An aspect of EU enlargement that is of great public concern is its effect on the labour markets of the current member states, in particular, through migration. Politicians and the media have often magnified the fears of the public. Some researchers have produced implausibly high estimates of migration flows, with significant negative effects on labour markets and exaggerated consequences for welfare expenditures. A thorough, sober study of the issues and the evidence in Policy Paper No.7, Who’s Afraid of the Big Enlargement?, offers more realistic conclusions. It also indicates the positive aspects of migration – e.g., bringing in younger workers and training them for higher productivity, which will also aid their countries of origin when they return, as many will do. And Policy Paper No.7 offers concrete policy proposals to mitigate negative features of labour market integration.

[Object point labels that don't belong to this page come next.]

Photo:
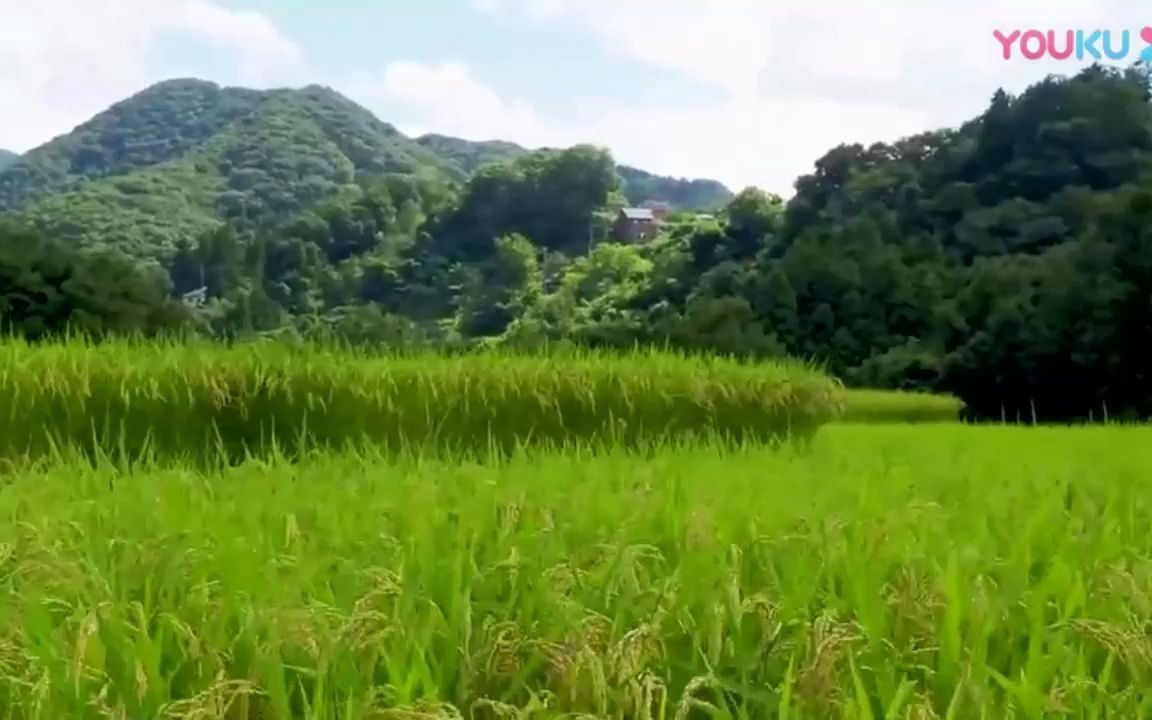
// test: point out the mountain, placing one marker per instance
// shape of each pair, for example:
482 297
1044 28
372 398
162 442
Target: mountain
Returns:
182 156
638 186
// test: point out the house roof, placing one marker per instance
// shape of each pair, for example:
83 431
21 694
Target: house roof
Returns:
638 213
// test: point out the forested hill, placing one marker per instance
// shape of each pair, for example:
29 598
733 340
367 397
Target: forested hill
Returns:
1008 260
637 186
180 157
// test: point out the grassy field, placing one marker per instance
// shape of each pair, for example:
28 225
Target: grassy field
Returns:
876 407
210 401
884 571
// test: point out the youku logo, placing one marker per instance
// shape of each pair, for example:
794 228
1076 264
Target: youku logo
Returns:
1078 44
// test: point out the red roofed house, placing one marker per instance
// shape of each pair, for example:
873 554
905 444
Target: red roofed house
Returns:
635 225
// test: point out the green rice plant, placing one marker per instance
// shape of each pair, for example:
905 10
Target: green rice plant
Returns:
914 573
864 406
196 400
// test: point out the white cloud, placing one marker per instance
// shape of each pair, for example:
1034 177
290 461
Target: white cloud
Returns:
741 141
800 77
451 100
62 61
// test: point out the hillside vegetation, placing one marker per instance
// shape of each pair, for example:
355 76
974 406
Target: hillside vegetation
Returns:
182 156
1007 262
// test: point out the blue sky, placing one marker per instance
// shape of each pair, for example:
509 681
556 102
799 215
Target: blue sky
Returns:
747 91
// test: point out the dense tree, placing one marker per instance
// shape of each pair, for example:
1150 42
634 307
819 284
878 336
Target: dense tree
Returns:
48 289
1008 260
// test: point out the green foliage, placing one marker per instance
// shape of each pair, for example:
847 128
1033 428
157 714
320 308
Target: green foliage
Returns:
883 573
703 195
47 289
637 186
1005 262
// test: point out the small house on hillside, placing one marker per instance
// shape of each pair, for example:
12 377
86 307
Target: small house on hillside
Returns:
635 225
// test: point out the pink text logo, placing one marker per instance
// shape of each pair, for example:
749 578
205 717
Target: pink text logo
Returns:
1078 44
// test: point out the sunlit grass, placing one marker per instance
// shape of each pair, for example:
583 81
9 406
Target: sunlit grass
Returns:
202 400
863 406
911 573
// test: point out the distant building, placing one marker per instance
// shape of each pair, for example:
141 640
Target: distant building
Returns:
635 225
196 298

In a very different vein, fundamental research on macroeconomic time series and a major effort with the data have led to a new characterisation of the euro-area business cycle. This is a coincident indicator of macroeconomic conditions in the euro area, EuroCOIN. It is less volatile and less prone to ex post revision than the existing partial indicators that hitherto dominated the attention of forecasters and analysts of European macroeconomic developments. Getting comprehensive coverage of the euro area has involved assembling and continuously updating around 1000 time series, an undertaking in which CEPR researchers have collaborated with the Banca d’Italia. This combination of theory and empirical work has drawn extensive attention from the media as well as national and euro-area policy-makers.

There is of course much more to come. Watch this space!